RAPAT dengar pendapat Lumrah Komite Tindak Pidana Pencucian Fulus (TPPU) dengan Komisi III DPR RI di Gedung DPR, Senayan, Jakarta, kemarin, menyuguhkan tontonan menarik sekaligus menyedihkan. Rapat yang membahas Rahasia transaksi janggal senilai Rp349 triliun di Kementerian Keuangan itu menampilkan Variasi adegan, seperti adu tegang, hujan interupsi, tudingan markus (makelar kasus), debat kerahasiaan laporan, hingga tudingan politis.
Menarik karena rapat yang menghadirkan Ketua Komite TPPU yang juga Menteri Koordinator Bidang Politik, Hukum, dan Keamanan Mahfud MD dan Kepala Pusat Pelaporan dan Analisis Transaksi Keuangan (PPATK) Ivan Yustiavandana itu menampilkan sejumlah fakta baru. Sebut saja perbedaan keterangan yang mencolok antara Mahfud MD dan Menteri Keuangan Sri Mulyani Indrawati.
Mahfud membantah pernyataan Sri Mulyani di Komisi XI DPR sebelumnya yang menyebutkan transaksi mencurigakan di Kemenkeu sebesar Rp3 triliun. Yang Benar, kata Mahfud, nilainya mencapai Rp35 triliun. Beda jauh, sangat jauh.
Tak hanya itu, Mahfud juga membeberkan transaksi keuangan mencurigakan terkait kewenangan pegawai Kemenkeu sebagai penyidik tindak pidana asal dan TPPU sebesar Rp261 triliun. Mahfud mengungkapkan sebanyak 491 aparatur sipil negara Kemenkeu terlibat dalam serangkaian transaksi janggal tersebut.
Transaksi mencurigakan itu terjadi di Direktorat Jenderal (Ditjen) Pajak serta Ditjen Bea dan Cukai.
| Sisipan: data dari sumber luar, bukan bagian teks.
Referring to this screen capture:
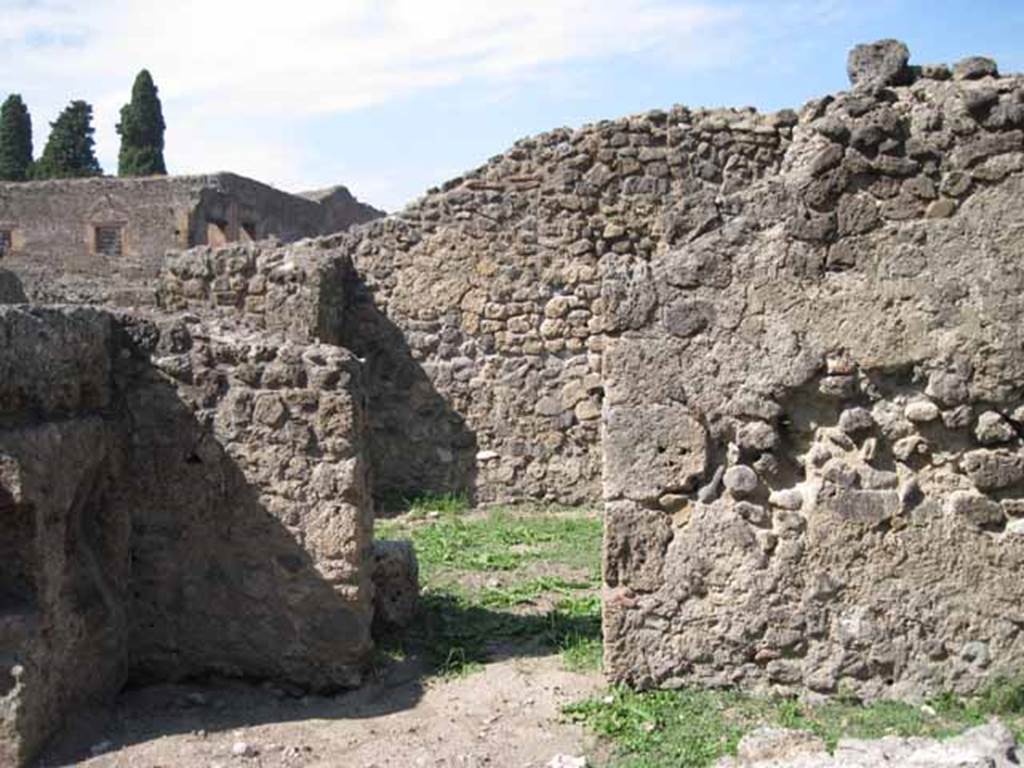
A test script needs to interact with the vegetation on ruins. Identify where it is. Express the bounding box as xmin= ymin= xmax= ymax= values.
xmin=33 ymin=100 xmax=103 ymax=179
xmin=117 ymin=70 xmax=167 ymax=176
xmin=0 ymin=93 xmax=32 ymax=181
xmin=376 ymin=505 xmax=601 ymax=676
xmin=564 ymin=680 xmax=1024 ymax=768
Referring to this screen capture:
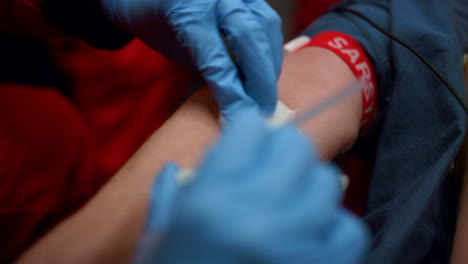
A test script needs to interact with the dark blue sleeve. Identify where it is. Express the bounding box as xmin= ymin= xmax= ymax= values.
xmin=41 ymin=0 xmax=132 ymax=49
xmin=298 ymin=0 xmax=468 ymax=264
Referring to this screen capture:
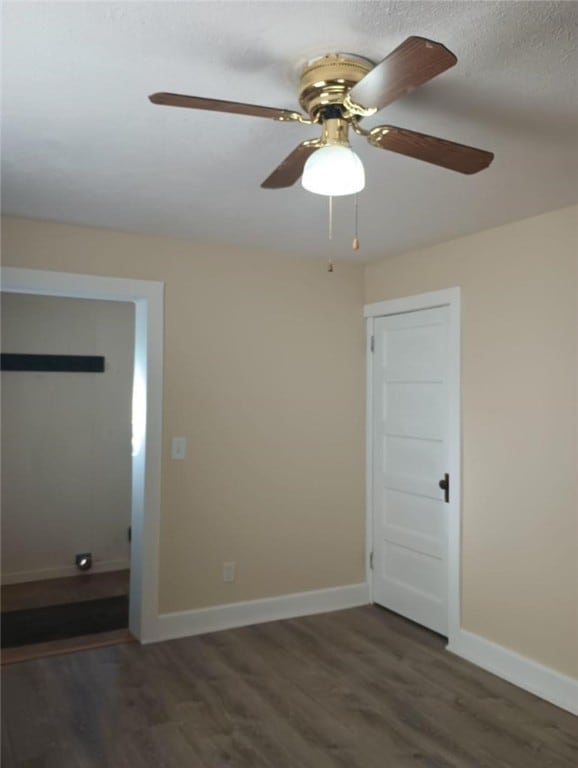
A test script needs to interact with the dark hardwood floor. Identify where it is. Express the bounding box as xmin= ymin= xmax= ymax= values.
xmin=2 ymin=606 xmax=578 ymax=768
xmin=0 ymin=570 xmax=130 ymax=611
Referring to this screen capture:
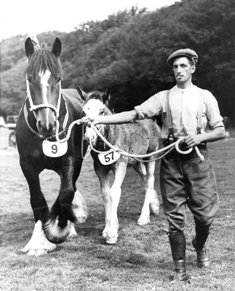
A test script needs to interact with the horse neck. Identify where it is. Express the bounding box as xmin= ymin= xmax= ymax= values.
xmin=99 ymin=108 xmax=120 ymax=144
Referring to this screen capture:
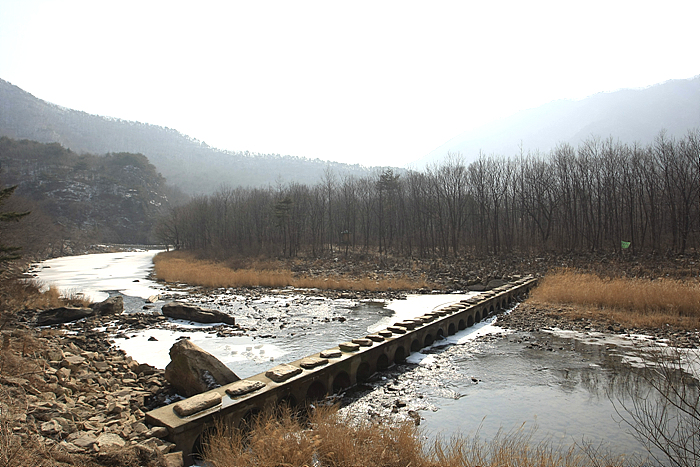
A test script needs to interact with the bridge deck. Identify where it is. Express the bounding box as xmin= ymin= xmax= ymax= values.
xmin=146 ymin=277 xmax=536 ymax=462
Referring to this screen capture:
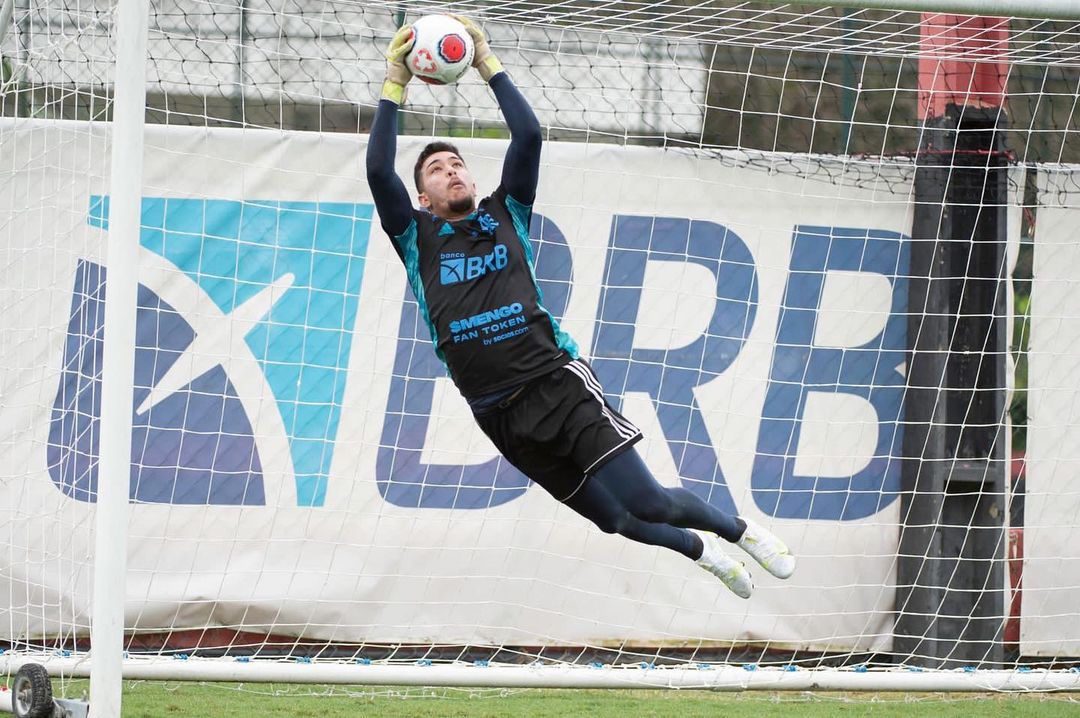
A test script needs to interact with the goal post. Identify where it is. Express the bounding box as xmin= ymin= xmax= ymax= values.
xmin=0 ymin=0 xmax=1080 ymax=715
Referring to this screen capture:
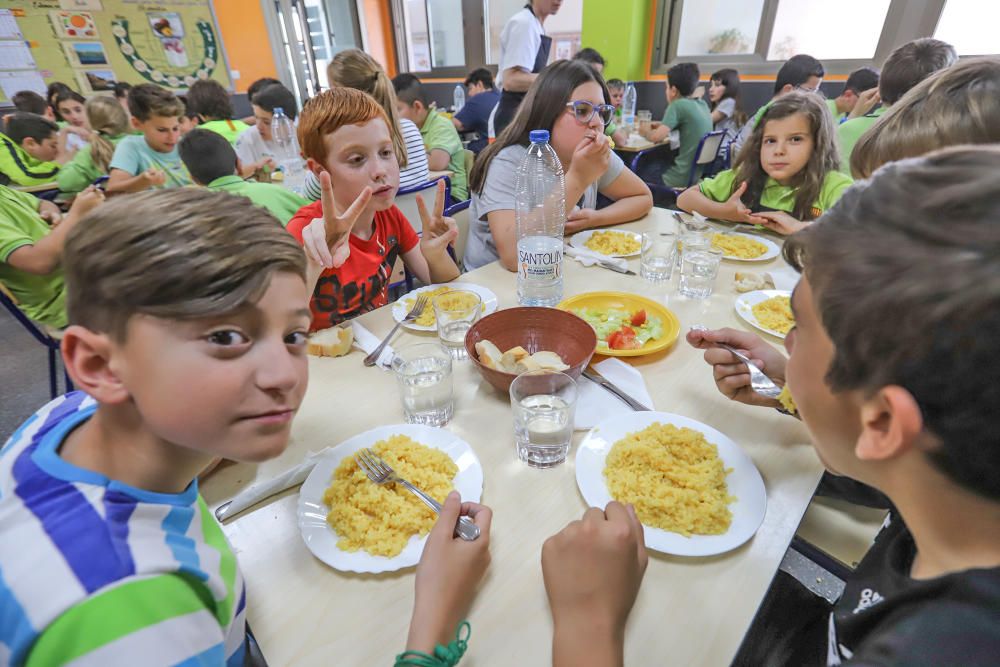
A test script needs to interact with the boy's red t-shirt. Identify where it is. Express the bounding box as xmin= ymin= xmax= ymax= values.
xmin=287 ymin=202 xmax=420 ymax=331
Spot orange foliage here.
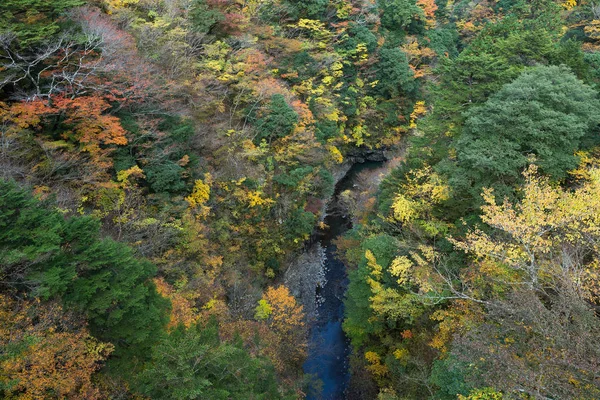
[154,278,198,329]
[0,295,113,400]
[417,0,438,28]
[53,95,127,150]
[262,285,304,335]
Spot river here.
[304,162,382,400]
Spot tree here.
[450,66,600,197]
[0,0,84,47]
[0,180,168,355]
[188,0,225,33]
[254,94,298,144]
[377,0,425,31]
[0,294,113,400]
[135,319,284,400]
[376,47,416,99]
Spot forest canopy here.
[0,0,600,400]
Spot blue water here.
[304,162,381,400]
[304,245,350,400]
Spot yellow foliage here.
[392,193,419,222]
[452,166,600,300]
[365,351,389,378]
[390,256,413,285]
[327,145,344,164]
[409,100,427,128]
[185,172,212,216]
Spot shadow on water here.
[304,162,382,400]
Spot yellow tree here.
[453,166,600,300]
[0,295,113,400]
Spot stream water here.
[304,162,382,400]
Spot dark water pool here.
[304,162,382,400]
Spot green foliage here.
[377,0,424,31]
[429,357,471,400]
[343,235,398,347]
[451,67,600,193]
[144,160,186,193]
[0,181,168,356]
[0,0,85,47]
[135,319,285,400]
[254,94,298,144]
[285,209,316,240]
[189,0,225,33]
[376,48,416,98]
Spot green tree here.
[450,66,600,193]
[136,320,284,400]
[255,94,298,143]
[377,0,425,31]
[0,180,168,355]
[188,0,225,33]
[376,47,416,98]
[0,0,85,47]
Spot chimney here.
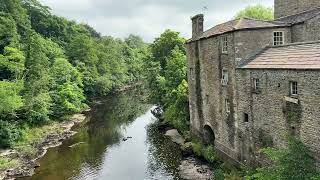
[191,14,203,38]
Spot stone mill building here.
[186,0,320,162]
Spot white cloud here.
[40,0,273,42]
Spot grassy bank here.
[0,122,64,171]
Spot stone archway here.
[203,125,216,145]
Dia juga membeberkan dugaan praktik TPPU di Ditjen Bea dan Cukai senilai Rp189 triliun terkait dengan impor emas batangan ke Indonesia.
Rapat Komite TPPU dengan Komisi III DPR itu sesungguhnya menyedihkan karena menunjukkan politik Tetap menjadi panglima. Hal inilah yang Membangun penegakan hukum Tetap compang-camping, equality before the law Tetap dipinggirkan, Bukan tegak lurus sebagai negara yang berdasarkan hukum (rechtstaat).
Selain itu, kasus transaksi janggal senilai Rp349 triliun di Kemenkeu sudah menciptakan kegaduhan di masyarakat tanpa proses hukum yang Jernih dan Niscaya.
Berlama-lamanya proses penegakan hukum terhadap transaksi mencurigakan itu menunjukkan kerapuhan soliditas di kabinet pemerintahan Joko Widodo-Ma’ruf Amin, khususnya antara Menko Polhukam Mahfud dan Menkeu Sri Mulyani Indrawati. Meski sama-sama bersumber dari laporan PPATK, pernyataan Mahfud MD dan Sri Mulyani berbeda satu sama lain sehingga membingungkan publik.
Hal ini tentu saja bukan hanya tontonan tak elok bagi sesama penyelenggara negara, tetapi juga tak patut di mata rakyat. Sepatutnya, Mahfud MD, Sri Mulyani, dan Ivan Yustiavandana, didampingi penegak hukum, duduk Serempak Kepada menyamakan pandangan tentang laporan PPATK periode 2009-2023. Semestinya, para pejabat Bukan perlu banyak berpolemik, tetapi bertindak Konkret Kepada menyelamatkan Fulus negara.
Rakyat tak perlu Nomor-Nomor yang fantastis terkait transaksi janggal senilai Rp349 triliun. Yang paling Krusial ialah tindak lanjut dari Intervensi PPATK tersebut. Jadikan Intervensi transaksi jumbo mencurigakan itu sebagai momentum penegakan hukum tanpa pandang bulu, reformasi birokrasi, sekaligus Kudus-Kudus di Kemenkeu dari benalu-benalu yang merusak integritas penjaga keuangan negara tersebut.
Jangan biarkan para pengkhianat di Kemenkeu, terutama di jajaran pajak dan bea cukai, tertawa dan berpesta pora Menonton majalnya penegakan hukum di Republik ini. Babat habis para pengkhianat.